The repository will be executed by the the Nuclear Regulatory Authority (CNEN – Comissào National de Energia Nuclear – National Nuclear Energy Commission). It is a key component of the Nuclear and Environmental Technology Centre (Centena – Centro Tecnológico Nuclear e Ambiental) project. The centre will not only not only provide permanent storage for radioactive waste but also include support buildings for operational activities and facilities for research and technological development. The centre will also offer specialised training.
Currently, radioactive waste generated by the Almirante Alvaro Alberto NPP, which brings together the Angra 1 and Angra 2 plants, is stored in warehouses near the plants. This material, which includes contaminated tools and uniforms, is isolated in steel barrels and small containers before being transported to the Waste Management Centre (CGR – Centro de Gerenciamento de Residuos), a complex comprising three warehouses. Currently, it has the capacity to receive additional material until 2030.
Nuclear utility Eletronuclear said that if CNEN has not developed a solution by 2028, the company will seek an alternative on the NPP site either by building another facility or finding new storage technology.

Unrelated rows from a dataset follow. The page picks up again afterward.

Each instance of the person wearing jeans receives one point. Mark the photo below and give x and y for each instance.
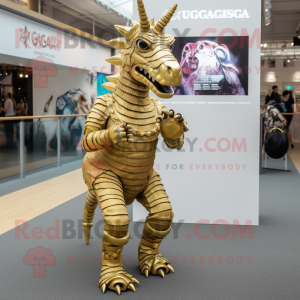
(10, 111)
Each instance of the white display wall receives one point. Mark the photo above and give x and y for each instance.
(215, 177)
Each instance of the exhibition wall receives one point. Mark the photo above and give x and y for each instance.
(215, 177)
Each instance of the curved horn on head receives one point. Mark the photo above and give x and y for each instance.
(164, 20)
(144, 22)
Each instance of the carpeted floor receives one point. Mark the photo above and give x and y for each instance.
(266, 266)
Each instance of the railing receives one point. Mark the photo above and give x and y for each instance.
(36, 141)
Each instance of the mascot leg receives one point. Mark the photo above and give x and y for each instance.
(109, 194)
(90, 206)
(157, 226)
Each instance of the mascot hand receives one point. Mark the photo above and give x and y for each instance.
(173, 126)
(120, 133)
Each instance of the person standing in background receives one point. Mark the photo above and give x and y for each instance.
(2, 113)
(10, 111)
(289, 104)
(22, 108)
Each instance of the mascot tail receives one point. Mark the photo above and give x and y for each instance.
(90, 206)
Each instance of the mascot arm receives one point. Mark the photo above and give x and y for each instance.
(95, 135)
(172, 126)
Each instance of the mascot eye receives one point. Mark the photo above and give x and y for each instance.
(142, 45)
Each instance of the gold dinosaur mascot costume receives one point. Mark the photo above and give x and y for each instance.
(120, 138)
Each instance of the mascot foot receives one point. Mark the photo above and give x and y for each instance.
(151, 261)
(117, 281)
(157, 265)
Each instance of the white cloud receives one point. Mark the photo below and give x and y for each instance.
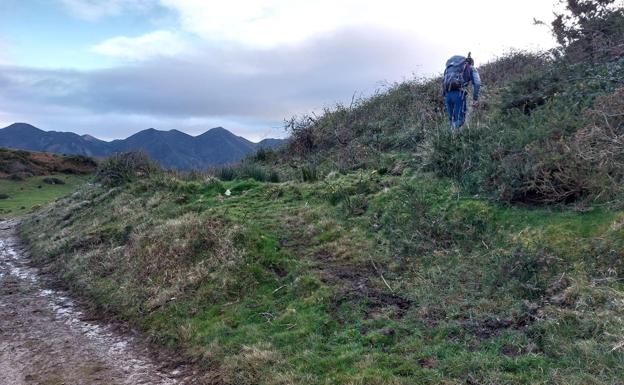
(96, 9)
(153, 44)
(488, 25)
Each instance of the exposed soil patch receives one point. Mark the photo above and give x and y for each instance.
(46, 339)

The Centena facility will operate for 60 years and undergo monitoring for an additional 300 years after its closure. Clédola Cássia Oliveira de Tello, the technical coordinator of the Centena Project, explained that the facility will undergo several licensing phases before becoming operational. “The first phase relates to the site, the second to construction, and the final phase to operation,” she stated. The exact location of the Centena facility has not yet been announced. “Currently, the projected start of operations is late 2028 to early 2029,” de Tello said.
Segregation, characterisation, and treatment of radioactive waste is the responsibility of the waste-generating facility as is transportation to Centena. Upon arrival at Centena, documentation will be checked, and initial acceptance tests conducted. The consignment will then be directed to temporary storage, and a sample of the packages sent for radiochemical analyses. For disposal, the waste package will be placed in concrete containers according to a predetermined cargo composition. These containers will be filled with mortar and placed in the disposal modules.
Finally, when the module capacity is complete, the module will be sealed with mortar and a slab, in line with the multi-barrier concept. The successive barriers ensure sufficient isolation of the waste from the environment and limit potential releases of radioactive materials in the event of a failure or combinations of failures. The engineering barriers are designed to provide the complete confinement of the radionuclides present in the waste for hundreds of years.